The mathematical definition is as follows

It is not difficult to calculate from the mathematical formula of the function. The value range of TANh is (-1,1), and its variation range is larger than that of SigmoID. Only relevant theories are involved here, so the greater difference may not be experienced. Now we just need to know what each of these functions looks like and what the values are, just to make an impression.
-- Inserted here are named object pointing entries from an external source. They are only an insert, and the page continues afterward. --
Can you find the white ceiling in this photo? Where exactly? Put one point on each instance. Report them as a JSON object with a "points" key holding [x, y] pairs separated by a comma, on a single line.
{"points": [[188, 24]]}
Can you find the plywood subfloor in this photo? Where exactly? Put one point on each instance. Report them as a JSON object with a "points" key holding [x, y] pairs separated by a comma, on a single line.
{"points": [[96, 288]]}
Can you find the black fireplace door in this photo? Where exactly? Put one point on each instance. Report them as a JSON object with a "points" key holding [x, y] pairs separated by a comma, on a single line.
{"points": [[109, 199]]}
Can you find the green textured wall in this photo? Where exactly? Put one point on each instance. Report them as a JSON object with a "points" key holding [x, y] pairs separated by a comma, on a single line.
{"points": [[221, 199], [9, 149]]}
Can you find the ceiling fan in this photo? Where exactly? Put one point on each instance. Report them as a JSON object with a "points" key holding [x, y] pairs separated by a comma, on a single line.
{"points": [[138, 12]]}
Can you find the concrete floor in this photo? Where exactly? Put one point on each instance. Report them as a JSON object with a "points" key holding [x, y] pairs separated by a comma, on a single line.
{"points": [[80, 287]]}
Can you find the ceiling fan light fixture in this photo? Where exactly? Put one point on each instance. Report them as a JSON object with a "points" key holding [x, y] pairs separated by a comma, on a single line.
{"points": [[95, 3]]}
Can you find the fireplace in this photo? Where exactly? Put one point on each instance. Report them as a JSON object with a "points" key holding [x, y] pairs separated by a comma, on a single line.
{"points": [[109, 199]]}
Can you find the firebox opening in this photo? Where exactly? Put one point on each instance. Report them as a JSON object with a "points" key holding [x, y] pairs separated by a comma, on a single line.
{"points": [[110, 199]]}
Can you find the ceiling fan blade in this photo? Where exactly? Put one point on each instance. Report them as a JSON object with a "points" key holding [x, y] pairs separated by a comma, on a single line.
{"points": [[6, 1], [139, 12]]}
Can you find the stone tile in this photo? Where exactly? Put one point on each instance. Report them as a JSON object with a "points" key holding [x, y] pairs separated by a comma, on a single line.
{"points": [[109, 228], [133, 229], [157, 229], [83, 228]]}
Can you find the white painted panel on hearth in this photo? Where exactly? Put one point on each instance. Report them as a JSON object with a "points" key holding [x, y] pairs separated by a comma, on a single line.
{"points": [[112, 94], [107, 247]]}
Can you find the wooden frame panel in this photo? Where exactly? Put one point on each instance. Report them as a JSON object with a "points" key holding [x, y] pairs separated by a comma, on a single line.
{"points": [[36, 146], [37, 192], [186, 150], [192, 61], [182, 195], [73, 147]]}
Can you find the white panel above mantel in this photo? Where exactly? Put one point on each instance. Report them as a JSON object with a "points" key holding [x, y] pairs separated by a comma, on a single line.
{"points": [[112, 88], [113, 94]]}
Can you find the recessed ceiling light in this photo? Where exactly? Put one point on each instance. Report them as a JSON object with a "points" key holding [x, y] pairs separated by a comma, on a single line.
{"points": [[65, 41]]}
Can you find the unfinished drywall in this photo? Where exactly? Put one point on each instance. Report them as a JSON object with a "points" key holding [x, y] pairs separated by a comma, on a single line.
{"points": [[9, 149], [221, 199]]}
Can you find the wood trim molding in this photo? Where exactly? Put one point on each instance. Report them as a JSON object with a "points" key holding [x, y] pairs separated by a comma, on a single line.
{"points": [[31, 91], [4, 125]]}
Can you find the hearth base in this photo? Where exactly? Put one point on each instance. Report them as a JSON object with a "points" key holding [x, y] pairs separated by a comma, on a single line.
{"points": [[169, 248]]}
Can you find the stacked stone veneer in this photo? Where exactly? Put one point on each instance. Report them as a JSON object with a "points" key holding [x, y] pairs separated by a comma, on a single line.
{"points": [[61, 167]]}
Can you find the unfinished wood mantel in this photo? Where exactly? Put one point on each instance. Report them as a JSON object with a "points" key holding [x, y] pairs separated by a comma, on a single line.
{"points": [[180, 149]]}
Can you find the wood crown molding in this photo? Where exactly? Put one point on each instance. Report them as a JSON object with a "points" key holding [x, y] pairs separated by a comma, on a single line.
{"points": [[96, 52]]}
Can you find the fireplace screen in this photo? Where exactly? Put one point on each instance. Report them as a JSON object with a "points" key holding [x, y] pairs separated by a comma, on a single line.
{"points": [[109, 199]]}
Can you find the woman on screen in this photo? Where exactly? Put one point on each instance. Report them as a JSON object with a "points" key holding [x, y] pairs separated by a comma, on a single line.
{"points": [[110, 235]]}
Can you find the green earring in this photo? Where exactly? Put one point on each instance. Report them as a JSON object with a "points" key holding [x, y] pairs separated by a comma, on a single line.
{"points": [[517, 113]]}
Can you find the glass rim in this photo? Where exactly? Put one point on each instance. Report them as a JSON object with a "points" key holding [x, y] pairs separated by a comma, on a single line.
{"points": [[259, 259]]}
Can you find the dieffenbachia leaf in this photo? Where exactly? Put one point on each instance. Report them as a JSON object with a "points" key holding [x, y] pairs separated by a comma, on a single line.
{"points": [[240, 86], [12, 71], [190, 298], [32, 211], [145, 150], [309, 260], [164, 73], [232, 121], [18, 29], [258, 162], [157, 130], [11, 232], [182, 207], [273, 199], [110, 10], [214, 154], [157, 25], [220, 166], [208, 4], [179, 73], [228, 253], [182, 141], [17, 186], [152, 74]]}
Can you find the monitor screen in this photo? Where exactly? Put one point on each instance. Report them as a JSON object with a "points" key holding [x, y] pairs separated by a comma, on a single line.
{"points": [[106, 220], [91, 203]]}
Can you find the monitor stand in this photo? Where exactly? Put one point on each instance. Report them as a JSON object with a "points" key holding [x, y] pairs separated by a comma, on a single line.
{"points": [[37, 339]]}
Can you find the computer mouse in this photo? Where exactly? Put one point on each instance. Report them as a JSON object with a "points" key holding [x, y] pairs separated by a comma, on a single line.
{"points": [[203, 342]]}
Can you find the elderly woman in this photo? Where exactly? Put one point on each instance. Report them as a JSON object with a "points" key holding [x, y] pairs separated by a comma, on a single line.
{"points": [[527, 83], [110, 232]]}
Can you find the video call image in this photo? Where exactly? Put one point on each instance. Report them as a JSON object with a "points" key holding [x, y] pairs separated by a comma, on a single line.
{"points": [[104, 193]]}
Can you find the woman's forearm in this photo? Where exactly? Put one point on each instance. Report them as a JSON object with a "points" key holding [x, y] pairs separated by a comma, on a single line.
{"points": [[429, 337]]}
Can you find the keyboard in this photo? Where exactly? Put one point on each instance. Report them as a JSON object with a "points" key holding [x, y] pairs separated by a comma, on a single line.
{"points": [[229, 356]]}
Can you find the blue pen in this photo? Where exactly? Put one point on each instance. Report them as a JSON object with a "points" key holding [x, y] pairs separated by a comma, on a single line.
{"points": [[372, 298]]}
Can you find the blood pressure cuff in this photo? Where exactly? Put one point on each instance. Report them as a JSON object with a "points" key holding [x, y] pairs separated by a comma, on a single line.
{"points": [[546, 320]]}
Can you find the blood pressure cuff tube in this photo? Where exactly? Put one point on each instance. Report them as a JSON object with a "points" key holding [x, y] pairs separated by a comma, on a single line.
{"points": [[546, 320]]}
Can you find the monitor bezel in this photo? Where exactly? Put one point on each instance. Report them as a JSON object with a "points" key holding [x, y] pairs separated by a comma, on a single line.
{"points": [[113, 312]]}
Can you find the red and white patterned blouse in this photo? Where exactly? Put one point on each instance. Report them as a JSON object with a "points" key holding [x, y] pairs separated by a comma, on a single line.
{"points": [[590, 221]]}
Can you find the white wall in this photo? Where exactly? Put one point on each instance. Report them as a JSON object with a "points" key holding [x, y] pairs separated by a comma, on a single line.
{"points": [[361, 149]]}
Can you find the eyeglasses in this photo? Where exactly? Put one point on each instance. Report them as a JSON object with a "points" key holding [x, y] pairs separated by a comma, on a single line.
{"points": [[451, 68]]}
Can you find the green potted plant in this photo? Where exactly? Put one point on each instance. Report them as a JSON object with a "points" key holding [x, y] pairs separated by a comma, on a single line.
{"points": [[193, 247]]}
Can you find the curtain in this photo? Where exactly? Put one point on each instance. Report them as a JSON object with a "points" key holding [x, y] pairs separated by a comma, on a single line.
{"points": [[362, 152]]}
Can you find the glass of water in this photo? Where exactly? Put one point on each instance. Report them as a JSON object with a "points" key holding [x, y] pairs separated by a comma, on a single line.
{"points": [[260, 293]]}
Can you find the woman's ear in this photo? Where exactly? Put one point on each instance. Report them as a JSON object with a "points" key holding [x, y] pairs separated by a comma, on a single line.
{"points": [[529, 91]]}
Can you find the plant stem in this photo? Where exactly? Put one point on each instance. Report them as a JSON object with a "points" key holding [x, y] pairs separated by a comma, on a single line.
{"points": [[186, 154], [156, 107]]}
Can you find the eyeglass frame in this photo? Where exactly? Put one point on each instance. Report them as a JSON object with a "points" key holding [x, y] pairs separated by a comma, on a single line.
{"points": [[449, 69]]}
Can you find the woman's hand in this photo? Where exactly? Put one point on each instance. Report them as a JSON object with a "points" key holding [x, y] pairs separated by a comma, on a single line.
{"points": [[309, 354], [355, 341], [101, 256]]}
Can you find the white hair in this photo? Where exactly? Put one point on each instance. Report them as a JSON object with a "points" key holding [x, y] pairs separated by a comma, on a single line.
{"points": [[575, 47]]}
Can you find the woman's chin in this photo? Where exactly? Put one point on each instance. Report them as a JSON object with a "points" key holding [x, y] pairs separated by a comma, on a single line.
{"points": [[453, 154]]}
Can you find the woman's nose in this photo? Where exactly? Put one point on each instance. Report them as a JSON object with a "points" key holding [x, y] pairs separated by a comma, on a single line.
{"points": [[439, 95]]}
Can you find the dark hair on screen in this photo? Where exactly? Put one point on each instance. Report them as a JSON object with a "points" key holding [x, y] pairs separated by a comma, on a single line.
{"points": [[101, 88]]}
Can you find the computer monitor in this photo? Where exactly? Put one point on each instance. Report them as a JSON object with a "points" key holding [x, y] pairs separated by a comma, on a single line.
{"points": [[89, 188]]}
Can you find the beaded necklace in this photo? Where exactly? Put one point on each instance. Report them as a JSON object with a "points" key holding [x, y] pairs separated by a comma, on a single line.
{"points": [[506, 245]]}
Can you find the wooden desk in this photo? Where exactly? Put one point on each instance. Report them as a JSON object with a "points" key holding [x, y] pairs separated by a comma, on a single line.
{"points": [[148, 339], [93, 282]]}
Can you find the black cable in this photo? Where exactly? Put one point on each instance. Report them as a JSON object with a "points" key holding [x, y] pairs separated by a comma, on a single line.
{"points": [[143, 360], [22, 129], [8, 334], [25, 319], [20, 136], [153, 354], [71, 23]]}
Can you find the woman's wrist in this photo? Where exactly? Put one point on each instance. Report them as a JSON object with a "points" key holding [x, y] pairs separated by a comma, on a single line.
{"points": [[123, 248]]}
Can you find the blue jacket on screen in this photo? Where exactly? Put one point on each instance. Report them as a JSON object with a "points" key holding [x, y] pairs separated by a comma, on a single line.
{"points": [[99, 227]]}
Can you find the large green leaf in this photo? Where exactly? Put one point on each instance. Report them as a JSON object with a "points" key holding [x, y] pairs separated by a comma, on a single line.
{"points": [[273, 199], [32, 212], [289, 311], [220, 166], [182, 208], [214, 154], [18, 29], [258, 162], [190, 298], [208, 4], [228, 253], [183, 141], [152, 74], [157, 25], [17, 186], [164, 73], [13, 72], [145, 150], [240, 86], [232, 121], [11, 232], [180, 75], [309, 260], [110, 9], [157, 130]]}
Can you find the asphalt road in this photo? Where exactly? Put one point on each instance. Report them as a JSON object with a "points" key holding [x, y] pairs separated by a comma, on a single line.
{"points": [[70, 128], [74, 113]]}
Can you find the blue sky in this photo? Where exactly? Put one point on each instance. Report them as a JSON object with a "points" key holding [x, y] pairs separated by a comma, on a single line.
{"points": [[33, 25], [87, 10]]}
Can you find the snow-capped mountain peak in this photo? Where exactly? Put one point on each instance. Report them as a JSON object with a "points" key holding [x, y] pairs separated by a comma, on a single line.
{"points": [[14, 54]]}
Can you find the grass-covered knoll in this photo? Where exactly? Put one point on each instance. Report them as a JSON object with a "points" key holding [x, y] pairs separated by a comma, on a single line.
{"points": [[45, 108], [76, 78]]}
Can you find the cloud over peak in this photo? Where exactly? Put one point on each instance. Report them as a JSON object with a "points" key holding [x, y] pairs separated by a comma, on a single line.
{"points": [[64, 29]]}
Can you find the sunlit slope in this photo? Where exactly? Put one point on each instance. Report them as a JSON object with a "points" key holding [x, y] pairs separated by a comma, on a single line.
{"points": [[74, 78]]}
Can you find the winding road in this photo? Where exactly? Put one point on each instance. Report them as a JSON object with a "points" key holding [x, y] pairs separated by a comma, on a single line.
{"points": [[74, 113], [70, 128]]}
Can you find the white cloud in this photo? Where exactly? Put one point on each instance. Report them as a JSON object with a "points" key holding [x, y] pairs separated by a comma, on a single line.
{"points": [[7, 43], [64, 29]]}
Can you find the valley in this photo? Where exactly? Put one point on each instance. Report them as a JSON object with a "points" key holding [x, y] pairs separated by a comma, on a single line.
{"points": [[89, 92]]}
The formula for the change of the function is as follows

3. The ReLu function

The mathematical definition is as follows

f(x)=max(0,x)

In the part of x>0, f(x)=x is the simplest linear function. In the part of x<0, f(x)=0. The emergence of relu function has some obvious effects on solving the problems caused by sigmoid function, but it also brings a new problem of gradient explosion, which will be discussed in detail later. The graph for the function is as follows

4. LeakyReLu function

In order to solve the problem of gradient explosions caused by ReLU, LeakyReLU has been proposed, and its mathematical definition is as follows

In contrast to ReLU, the part less than zero is not directly assigned 0, but a slowly changing coefficient is added so that it is never 0. The graph of the function is shown below.

conclusion

The previous four activation functions were introduced, so what is the function of the activation function, and what is the application position, this point must be clear. First of all, in a gradient descent algorithm, whether sigmoID or ReLU is used, it is to make the algorithm gradually reduce errors through continuous learning, which is a slow process. The position used by the activation function is in the back part of the neuron, which can be seen intuitively from the following figure.